Identify questions that can be answered through scientific investigations. (See blog post Put On a Happy Face!)

Design and conduct a scientific investigation.

Use appropriate tools and techniques to gather, analyze, and interpret data.

Develop descriptions, explanations, predictions, and models using evidence.

Think critically and logically to make the relationships between evidence and explanations.

Recognize and analyze alternative explanations and predictions.

Communicate scientific procedures and explanations.

Use mathematics in all aspects of inquiry.

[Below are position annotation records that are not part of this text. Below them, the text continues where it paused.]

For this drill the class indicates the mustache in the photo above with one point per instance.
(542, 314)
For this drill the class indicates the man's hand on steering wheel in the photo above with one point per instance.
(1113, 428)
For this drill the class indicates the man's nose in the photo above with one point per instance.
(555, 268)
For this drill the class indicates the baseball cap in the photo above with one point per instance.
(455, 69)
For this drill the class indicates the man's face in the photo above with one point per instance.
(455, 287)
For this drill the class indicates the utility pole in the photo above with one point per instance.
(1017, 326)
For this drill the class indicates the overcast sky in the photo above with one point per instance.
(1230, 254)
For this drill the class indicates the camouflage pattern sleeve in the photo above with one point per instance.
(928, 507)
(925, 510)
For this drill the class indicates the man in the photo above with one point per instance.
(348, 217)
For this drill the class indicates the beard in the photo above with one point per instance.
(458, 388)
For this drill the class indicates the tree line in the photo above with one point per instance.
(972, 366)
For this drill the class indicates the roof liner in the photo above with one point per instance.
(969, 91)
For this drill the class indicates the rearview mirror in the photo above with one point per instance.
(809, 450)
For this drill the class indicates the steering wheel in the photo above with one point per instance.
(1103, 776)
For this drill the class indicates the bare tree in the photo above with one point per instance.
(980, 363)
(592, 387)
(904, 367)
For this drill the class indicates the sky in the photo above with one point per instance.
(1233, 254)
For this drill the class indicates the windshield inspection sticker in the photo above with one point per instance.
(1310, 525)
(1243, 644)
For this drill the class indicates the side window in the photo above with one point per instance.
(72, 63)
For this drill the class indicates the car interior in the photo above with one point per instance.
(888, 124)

Pages 146-147 of NSES provide an excellent case study, using an investigation of pendulums, which addresses these subthemes. Physical science seems to lend itself well to these themes. But, teachers need to facilitate student proficiency with these subthemes in the disciplines of earth and life sciences too. ScienceDaily published a news story on August 21, 2009, titled Evolution Of The Human Appendix: A Biological ‘Remnant’ No More,  which can be integrated into a unit on body systems while providing opportunity to develop the content standards listed above in a life science context.

How to Turn This News Event into an Inquiry-Based, Standards-Related Science Lesson

Ask students if any of them have had appendicitis. What is it? Where is the human appendix? (You can show students the graphic that accompanies the news story.) What does it do? Allow every volunteering and some nonvolunteering students to contribute, while refraining from providing corrective feedback.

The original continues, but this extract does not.